Humor in art . . . from page 1
A good place to start is with “Rejected.” Isolated in a photographic close-up (the way we see most artworks), Alex Foster’s carved maple figure looks like a conventional—if technically nostalgic—sculpture, a well-modeled human figure lying face down on the ground.|1| The title seems to say it all: in truth, aren’t we all still children inside, wishing we could fall on our faces in a rigid tantrum when we feel we have been measured and have come up short? But in the gallery, we eventually see past the defeated figure to the pedestal from which he fell. The universal reading is still valid, but shot through by one more specific, and far more painful: not the shortcoming of who we cannot help being, but rather the failure of what we strive to become.|2| Foster reveals the hidden comedy of body language, whether expressing a loss of self-esteem in “Worthless,” or in the abstract “Belonging,”|3| contrasting the complacent relaxation of the in-crowd with the striving posture of the outsider.
The question of body language also brings to mind Trishelle Jeffery’s significant arrangements of almost passive figures. One timeless insight into humor, which resurfaced in the current explanation: “It’s funny . . . because it’s true,” gets a fresh presentation in Jeffery’s prints, comics, and artist’s books, which initially appear as anything but funny pictures. One may ponder the clues in “I’m Going To Miss You So Much,” a print depicting a life-sized couple hugging each other good-bye.|4| If he is speaking, why do we see him from behind, other than to showcase her look over his shoulder? Is she already moving on, ironically advertising her availability to us, even as he is only beginning to feel the loss? Here the joke, if there is one, is on us: Jeffery is a memoirist, her subject her own life. Her art calculates the distance between what she hopes for and what life actually delivers, whether measured literally, in the nine-frame comic “Expectations,”|5| or encoded in the nine frames of “Spaces,”|6| each an overhead view of an individual failing to fill a distinct pictorial space. The accumulating evidence is like the buildup of a joke, the punchline coming with the realization that each space is meant for two. Her jokes have always been the quiet kind we tell ourselves, no less meaningful for their mirthlessness.

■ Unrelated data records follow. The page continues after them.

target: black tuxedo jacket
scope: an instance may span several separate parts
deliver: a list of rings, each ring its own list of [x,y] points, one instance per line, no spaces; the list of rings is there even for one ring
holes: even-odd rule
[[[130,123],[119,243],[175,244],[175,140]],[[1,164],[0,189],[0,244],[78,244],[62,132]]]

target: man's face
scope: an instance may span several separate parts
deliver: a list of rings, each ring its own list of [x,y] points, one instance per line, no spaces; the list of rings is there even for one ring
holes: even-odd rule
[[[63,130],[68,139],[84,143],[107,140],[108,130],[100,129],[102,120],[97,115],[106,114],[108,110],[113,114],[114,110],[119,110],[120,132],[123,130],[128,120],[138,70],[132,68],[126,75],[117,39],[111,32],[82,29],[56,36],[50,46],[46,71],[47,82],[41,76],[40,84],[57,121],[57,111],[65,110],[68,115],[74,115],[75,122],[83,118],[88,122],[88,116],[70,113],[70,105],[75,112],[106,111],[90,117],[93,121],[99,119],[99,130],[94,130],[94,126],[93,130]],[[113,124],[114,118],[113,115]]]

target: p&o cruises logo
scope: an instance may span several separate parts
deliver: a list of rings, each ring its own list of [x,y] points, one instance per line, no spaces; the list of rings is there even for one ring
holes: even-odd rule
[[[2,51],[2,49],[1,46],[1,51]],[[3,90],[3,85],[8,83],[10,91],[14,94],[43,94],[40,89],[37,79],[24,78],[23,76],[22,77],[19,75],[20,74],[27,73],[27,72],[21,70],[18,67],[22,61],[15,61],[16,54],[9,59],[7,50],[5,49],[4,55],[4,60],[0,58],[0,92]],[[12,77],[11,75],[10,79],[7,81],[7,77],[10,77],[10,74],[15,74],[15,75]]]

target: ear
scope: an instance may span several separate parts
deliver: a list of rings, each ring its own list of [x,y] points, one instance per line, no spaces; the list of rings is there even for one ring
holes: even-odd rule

Humor has an unstable connection to expectation. Sometimes we see the joke coming, and anticipation makes the response more convulsive. At other times, complete surprise is everything. Chad Crane catches viewers off guard in narrative collages that have a fairytale quality. Part of the delight comes from dream-like situations and comedic outcomes—little girl humiliates monster,|7| school teacher forms alliance with unsocialized beast|8|—but an even more playful quality arises from the choice of materials included in the mix. Artistic renderings that elevate everything from pajamas to fish, including a woodcut Loch Ness Monster,|9| are undermined by the unexpected appearance of photographic protagonists. Historically, mixing the ‘real’ and the representational was pioneered only recently, by Picasso and Braque as part of their cubist insurrection, and human brains apparently have yet to evolve a response.
Worth keeping in mind here is that the eyes possess their own portal to consciousness: we no more need to cognitively understand something to laugh at it than we need to understand why it moves us to pity, admiration, spirituality, or rapture. Ryan Perkins demonstrates this in his Westish animations. It’s not necessary to know what’s slopping from the truncated cone that replaces the head of the slouching figure who steadies it with one of four arms as he lopes along—or anything else about this antic image. Even without seeing the original, the description “Siamese twin cowboys racing on built-in wheels, holding cigarettes and leaving behind a plume from the smokestacks that emerge from their necks” promises a smile. And while I’m curious about the boy in the mask, walking across the desert with a yo-yo, I suspect an explanation could only lessen the impact.
Everyday visual humor commonly dispenses with artistic merit; the funny picture is rarely balanced, refined, or in good taste. Tess Cook, whose statement speaks of “food-based puns” and “my attempt to create a food that entices and repels at the same time,” is clearly an exception. These crab cakes,|10| hybrids of actual desserts and disturbingly authentic-looking crustaceans, appear to borrow the thick, confectionary paint and strong colors of Wayne Theibaud, whose Mormon background led to his 70-year retrospective making a stop in Springville in 2008, where his interest in visually bold presentation, geometric outlines, and strong shadows—all characteristics of advertising imagery—may have come to Cook’s attention. So might Thiebaud’s justification of his populist (but not Pop) approach: “If we don’t have a sense of humor,” he told an interviewer at that time, “we lack a sense of perspective.” As hinted above, that may be the best justification, if one is needed, for humor in today’s art. Abraham Lincoln said, “If I did not laugh, I should cry.” As things go from bad to worse, perhaps laughter is the only option remaining.